Na verdade, o princípio da livre apreciação da prova plasmado no art.º 114.º do CPP não significa que a entidade julgadora da prova possa fazer uma apreciação totalmente livre da prova. Pelo contrário, há que apreciar a prova sempre segundo as regras da experiência, e com observância das leges artis, ainda que (com incidência sobre o caso concreto em questão) não existam quaisquer normas legais a determinar previamente o valor das provas em consideração.
Ou seja, a livre apreciação da prova não equivale à apreciação arbitrária da prova, mas sim à apreciação prudente da prova (em todo o terreno não previamente ocupado por tais normas atinentes à prova legal) com respeito sempre das regras da experiência da vida humana e das leges artis vigentes neste campo de tarefas jurisdicionais.

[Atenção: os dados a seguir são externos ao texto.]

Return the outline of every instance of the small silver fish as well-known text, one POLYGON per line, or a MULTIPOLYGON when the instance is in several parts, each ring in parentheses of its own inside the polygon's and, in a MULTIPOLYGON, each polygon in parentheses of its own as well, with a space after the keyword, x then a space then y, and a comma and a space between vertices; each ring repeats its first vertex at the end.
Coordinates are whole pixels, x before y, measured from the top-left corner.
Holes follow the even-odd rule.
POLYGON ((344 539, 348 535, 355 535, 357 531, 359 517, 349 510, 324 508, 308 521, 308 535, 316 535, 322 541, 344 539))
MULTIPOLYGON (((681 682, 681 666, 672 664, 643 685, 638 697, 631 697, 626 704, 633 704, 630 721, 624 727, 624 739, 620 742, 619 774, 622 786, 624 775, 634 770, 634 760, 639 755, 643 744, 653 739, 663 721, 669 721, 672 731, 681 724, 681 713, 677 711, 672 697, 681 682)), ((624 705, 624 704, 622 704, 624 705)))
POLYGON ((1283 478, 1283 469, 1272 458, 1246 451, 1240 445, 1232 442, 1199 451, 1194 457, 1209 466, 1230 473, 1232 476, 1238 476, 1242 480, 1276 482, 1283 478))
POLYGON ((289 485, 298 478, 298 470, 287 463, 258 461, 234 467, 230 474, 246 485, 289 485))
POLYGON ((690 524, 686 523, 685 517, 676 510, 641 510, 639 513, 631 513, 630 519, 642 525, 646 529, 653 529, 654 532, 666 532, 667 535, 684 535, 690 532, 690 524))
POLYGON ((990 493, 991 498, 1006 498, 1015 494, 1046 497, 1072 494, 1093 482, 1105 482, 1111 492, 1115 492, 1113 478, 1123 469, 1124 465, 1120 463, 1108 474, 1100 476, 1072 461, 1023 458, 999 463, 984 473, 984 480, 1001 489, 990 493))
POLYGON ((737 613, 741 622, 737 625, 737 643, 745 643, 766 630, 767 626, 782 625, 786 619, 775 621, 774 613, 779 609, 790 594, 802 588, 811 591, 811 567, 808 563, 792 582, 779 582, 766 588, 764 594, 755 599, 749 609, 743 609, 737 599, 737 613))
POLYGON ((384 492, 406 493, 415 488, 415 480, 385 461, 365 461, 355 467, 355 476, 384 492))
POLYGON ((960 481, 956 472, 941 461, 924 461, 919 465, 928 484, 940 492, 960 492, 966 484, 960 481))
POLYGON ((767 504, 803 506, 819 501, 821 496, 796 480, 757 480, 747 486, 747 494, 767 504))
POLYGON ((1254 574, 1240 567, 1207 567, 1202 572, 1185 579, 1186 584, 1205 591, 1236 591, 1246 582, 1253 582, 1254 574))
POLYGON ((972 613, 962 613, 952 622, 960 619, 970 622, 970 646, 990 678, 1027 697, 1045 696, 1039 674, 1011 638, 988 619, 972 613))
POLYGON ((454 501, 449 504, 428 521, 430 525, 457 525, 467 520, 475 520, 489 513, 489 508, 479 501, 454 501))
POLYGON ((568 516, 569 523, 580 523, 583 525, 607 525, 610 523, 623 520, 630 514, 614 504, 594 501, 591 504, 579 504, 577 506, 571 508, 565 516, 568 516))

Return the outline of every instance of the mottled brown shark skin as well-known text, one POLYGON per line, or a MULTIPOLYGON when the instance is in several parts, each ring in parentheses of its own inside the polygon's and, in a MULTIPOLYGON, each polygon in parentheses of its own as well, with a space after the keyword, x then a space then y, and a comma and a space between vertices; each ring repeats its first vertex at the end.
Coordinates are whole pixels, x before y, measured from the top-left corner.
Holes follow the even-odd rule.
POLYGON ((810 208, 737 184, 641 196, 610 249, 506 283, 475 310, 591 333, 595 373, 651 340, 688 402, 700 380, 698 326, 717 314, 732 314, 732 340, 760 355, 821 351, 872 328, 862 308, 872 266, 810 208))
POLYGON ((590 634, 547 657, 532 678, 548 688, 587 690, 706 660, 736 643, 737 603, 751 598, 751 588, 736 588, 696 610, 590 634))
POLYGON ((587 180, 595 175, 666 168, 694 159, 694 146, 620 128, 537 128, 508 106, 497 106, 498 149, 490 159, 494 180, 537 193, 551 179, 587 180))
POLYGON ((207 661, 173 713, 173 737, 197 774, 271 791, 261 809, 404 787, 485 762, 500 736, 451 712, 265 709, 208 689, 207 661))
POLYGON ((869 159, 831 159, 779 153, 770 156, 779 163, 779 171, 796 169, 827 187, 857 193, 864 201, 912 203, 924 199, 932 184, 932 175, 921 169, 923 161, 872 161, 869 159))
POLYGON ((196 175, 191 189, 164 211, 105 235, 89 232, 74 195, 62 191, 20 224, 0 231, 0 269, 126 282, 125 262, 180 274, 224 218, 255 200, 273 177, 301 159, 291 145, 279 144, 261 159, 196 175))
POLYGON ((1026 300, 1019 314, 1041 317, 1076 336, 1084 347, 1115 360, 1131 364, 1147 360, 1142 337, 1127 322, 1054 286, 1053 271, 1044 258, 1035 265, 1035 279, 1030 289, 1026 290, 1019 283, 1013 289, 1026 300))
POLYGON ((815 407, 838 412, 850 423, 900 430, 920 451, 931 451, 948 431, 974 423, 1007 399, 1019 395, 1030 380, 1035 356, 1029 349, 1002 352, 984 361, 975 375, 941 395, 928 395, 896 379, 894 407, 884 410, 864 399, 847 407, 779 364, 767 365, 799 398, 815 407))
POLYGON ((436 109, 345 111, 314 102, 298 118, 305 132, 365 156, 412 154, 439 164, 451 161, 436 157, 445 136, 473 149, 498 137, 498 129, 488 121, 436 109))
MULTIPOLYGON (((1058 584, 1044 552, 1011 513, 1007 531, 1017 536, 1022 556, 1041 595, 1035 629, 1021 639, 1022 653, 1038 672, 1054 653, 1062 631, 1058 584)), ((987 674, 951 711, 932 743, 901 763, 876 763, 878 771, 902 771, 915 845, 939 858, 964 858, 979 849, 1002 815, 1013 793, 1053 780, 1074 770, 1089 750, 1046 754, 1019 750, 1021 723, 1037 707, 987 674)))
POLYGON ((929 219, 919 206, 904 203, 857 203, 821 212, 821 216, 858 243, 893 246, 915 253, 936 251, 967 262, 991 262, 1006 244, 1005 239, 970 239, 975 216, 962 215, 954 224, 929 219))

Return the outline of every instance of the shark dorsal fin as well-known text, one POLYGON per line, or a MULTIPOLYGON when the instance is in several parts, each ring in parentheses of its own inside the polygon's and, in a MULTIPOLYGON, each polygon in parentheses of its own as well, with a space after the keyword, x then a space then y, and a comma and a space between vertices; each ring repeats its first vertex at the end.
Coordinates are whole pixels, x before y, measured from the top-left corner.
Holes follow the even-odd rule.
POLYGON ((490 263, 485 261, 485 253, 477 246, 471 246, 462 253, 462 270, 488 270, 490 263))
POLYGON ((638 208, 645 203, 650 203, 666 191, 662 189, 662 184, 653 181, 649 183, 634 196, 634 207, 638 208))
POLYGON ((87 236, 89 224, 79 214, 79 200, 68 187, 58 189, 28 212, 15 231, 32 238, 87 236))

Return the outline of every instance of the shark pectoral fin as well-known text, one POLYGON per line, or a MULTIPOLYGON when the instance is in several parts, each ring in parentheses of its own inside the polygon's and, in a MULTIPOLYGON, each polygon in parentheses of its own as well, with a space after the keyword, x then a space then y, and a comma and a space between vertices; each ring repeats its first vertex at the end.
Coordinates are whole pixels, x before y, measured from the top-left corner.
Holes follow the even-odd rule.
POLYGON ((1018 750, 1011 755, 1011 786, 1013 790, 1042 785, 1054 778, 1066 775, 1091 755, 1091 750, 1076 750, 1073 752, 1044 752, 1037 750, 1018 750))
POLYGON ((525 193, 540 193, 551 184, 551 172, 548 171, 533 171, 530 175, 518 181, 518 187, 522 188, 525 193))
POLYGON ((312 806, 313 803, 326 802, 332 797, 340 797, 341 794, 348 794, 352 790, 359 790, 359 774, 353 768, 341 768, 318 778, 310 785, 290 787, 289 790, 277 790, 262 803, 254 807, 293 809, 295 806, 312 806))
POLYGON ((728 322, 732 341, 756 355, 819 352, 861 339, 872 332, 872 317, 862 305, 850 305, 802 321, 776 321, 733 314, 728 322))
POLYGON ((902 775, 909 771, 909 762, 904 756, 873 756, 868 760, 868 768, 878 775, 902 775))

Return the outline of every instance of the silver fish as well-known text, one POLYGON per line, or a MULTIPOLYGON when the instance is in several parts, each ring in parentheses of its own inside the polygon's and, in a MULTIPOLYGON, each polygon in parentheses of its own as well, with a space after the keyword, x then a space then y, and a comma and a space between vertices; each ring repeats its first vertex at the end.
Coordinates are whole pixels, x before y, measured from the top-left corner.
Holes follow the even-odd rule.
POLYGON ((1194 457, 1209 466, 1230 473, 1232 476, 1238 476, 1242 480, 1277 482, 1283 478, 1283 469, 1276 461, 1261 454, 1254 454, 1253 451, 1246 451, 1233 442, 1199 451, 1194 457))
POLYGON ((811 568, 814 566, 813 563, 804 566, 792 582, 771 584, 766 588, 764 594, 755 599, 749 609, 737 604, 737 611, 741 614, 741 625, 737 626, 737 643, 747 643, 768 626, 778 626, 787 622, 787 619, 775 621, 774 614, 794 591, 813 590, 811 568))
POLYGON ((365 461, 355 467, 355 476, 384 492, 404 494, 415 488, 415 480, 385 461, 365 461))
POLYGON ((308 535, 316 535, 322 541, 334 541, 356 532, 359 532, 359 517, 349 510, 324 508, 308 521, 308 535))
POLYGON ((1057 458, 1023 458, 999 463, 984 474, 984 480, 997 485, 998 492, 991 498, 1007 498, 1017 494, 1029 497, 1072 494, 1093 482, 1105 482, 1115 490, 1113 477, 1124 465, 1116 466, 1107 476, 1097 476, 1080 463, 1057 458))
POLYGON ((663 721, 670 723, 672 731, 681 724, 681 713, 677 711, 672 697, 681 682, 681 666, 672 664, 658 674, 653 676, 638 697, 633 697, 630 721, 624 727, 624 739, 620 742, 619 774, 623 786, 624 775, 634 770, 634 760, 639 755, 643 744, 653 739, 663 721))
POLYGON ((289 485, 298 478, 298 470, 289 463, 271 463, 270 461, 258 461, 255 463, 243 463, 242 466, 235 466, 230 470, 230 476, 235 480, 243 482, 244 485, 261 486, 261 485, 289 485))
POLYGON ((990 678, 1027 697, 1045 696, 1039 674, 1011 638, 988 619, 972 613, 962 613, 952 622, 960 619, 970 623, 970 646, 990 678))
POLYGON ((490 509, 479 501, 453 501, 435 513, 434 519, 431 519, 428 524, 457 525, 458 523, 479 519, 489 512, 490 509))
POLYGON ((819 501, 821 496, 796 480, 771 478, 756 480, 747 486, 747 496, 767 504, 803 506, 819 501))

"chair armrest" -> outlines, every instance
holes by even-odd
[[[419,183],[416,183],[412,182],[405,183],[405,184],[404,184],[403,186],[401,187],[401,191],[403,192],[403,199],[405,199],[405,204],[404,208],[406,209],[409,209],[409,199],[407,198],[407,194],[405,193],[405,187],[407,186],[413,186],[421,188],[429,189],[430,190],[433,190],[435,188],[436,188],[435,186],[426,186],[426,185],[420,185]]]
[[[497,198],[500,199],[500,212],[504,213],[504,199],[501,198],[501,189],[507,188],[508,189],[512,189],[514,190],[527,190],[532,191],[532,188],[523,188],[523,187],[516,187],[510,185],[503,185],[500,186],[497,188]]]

E no concernente à temática da prova livre, é de relembrar os seguintes preciosos ensinamentos veiculados no MANUAL DE PROCESSO CIVIL (2.ª Edição, Revista e Actualizada, Coimbra Editora, 1985, páginas 470 a 472), de autoria de ANTUNES VARELA, J. MIGUEL BEZERRA e SAMPAIO E NORA:
– < […]
Há, todavia, algumas excepções ao princípio da livre apreciação da prova, que constituem como que justificados resíduos do sistema da prova legal.
[…]
Mas convém desde já conhecer os diferentes graus de convicção do julgador criados pelos meios de prova e precisar o seu alcance prático.
Quando qualquer meio de prova, não dotado de força probatória especial atribuída por lei, crie no espírito do julgador a convicção da existência de um facto, diz-se que foi feita prova bastante – ou que há prova suficiente – desse facto.
Se, porém, a esse meio de prova um outro sobrevier que crie no espírito do julgador a dúvida sobre a existência do facto, a prova deste facto desapareceu, como que se desfez. Nesse sentido se afirma que a prova bastante cede perante simples contraprova, ou seja, em face do elemento probatório que, sem convencer o julgador do facto oposto (da inexistência do facto), cria no seu espírito a dúvida séria sobre a existência do facto.
Assim, se a parte onerada com a prova de um facto conseguir, através de testemunhas, de peritos ou de qualquer outro meio de prova, persuadir o julgador da existência do facto, ela preencheu o ónus que sobre si recaía. Porém, se a parte contrária (ou o próprio tribunal) trouxer ao processo qualquer outro elemento probatório de sinal oposto, que deixe o juiz na dúvida sobre a existência do facto, dir-se-á que ele fez contraprova; e mais se não exigirá para destruir a prova bastante realizada pelo onerado, para neutralizá-la […]>>.
No caso dos autos, da leitura da fundamentação probatória da decisão condenatória penal ora recorrida, não se vislumbra que o Tribunal recorrido tenha violado qualquer norma jurídica sobre o valor das provas, ou violado qualquer regra da experiência da vida humana, ou violado quaisquer leges artis a observar no julgamento da matéria de facto.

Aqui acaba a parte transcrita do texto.